"Mommy Eyes" and Lies
My daughter recommended that I write about "Mommy eyes." This is a term I've used a lot as a parent. When I called my children out on something they'd done that they thought they got away with, I would tell them that "Of course, I saw you do that. I have Mommy eyes." Or when they went looking for something that was usually right in front of them I would tell them to "go back and look again with Mommy eyes." When they used "Mommy eyes" they found it every time.
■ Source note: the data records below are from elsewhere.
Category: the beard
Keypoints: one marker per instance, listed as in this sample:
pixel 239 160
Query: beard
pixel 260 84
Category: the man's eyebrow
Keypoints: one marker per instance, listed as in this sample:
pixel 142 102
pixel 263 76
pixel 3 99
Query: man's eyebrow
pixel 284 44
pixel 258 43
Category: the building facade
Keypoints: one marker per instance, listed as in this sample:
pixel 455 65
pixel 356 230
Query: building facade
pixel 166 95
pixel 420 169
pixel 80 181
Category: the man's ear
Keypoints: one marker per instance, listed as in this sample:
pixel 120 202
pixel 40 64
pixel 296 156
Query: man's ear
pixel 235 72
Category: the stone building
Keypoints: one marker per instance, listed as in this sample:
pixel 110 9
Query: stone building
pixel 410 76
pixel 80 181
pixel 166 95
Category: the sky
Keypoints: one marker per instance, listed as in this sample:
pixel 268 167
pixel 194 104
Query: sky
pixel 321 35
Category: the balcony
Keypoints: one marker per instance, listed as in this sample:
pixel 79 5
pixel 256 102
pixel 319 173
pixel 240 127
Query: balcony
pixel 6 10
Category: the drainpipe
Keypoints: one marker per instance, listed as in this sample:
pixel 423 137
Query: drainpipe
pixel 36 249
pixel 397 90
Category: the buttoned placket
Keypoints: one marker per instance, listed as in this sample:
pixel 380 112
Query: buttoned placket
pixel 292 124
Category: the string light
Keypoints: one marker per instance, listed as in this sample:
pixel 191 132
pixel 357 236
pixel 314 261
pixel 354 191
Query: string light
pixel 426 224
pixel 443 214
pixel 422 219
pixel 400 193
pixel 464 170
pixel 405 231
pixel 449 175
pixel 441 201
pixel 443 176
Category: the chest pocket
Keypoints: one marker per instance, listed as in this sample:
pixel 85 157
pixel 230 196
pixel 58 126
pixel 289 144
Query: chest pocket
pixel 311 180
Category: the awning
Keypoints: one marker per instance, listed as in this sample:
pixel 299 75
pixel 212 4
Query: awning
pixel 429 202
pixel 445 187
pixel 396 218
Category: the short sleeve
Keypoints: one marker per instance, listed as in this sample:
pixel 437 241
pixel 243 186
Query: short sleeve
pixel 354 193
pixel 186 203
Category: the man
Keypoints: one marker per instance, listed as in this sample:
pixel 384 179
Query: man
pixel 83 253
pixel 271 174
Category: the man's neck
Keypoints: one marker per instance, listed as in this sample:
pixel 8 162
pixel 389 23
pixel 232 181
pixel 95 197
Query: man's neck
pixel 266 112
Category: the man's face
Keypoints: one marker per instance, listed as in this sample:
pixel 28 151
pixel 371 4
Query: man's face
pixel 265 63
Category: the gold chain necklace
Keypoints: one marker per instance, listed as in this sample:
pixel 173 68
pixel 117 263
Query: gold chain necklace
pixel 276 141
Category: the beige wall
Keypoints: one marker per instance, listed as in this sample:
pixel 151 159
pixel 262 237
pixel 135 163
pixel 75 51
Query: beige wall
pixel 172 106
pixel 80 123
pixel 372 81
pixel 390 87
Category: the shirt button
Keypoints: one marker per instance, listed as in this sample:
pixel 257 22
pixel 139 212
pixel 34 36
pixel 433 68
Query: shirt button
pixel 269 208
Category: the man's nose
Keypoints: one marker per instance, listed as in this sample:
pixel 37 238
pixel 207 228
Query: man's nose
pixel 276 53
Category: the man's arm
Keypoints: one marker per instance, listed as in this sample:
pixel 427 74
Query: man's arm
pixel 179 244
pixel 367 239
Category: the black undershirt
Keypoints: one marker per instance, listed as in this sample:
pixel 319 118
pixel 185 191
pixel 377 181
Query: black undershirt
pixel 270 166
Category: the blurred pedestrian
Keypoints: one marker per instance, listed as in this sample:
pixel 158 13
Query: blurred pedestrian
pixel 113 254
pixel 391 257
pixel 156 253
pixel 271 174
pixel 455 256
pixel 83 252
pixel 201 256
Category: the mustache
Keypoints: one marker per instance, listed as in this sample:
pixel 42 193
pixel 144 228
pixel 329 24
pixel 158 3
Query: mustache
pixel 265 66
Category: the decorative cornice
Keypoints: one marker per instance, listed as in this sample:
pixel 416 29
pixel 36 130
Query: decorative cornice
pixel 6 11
It's amazing to me how quickly we develop those Mommy (or Daddy) eyes. We seem to be able to see through walls, our sense of hearing becomes very acute and we can just sense when something is not right. We grow eyes in the back of our heads. Now, I also used some tricks along the way. I admit to sneaking quietly up to a bedroom door to listen to what was going on in there or pretending to be asleep on the couch while listening intently to the conversations around me. It's also good to have spies. My spies often had no idea they were working for me. I just had casual conversations with them and left room for information to leak. I also have to admit that I sometimes made accusations based on little evidence to try to flush them out. And, sometimes I just guessed. Usually, I was right. When I was wrong, I was always quick to apologize. My kids were sharp, and I needed every tool I could find.
Sooner or later, every child is going to try to get away with something. We did it, why shouldn't they? Even the most well-behaved child will eventually tell a lie. If we think they won't, we will not be prepared for it when it happens. I always chuckle when that revelation comes to a parent for the first time. Ironically, those of us who were the best liars are often fooled by the lies of our children. Just yesterday, my son was recollecting when he aggressively went to bat for his daughter with a teacher, insisting that she would never lie to him. But, she did, and he had to deal with his embarrassment, deal with her behavior in school and the lie she told to him. Then he had to deal with the teacher for the rest of the school year. Everyone lies sometime. This bears repeating.
Like many parents, I struggled with how to deal with those lies. No one wants to come right out and accuse your child of being a liar. And, when does it stop being imaginative play and start to become lies? It's not imaginative play when someone is trying to avoid being caught at something, or trying to have their own way. If it's being said to manipulate a situation or person, it's probably a lie. Even when you admire their creativity, try to remember that it's not cute. It's setting a dangerous precedent that will harm them in the long run.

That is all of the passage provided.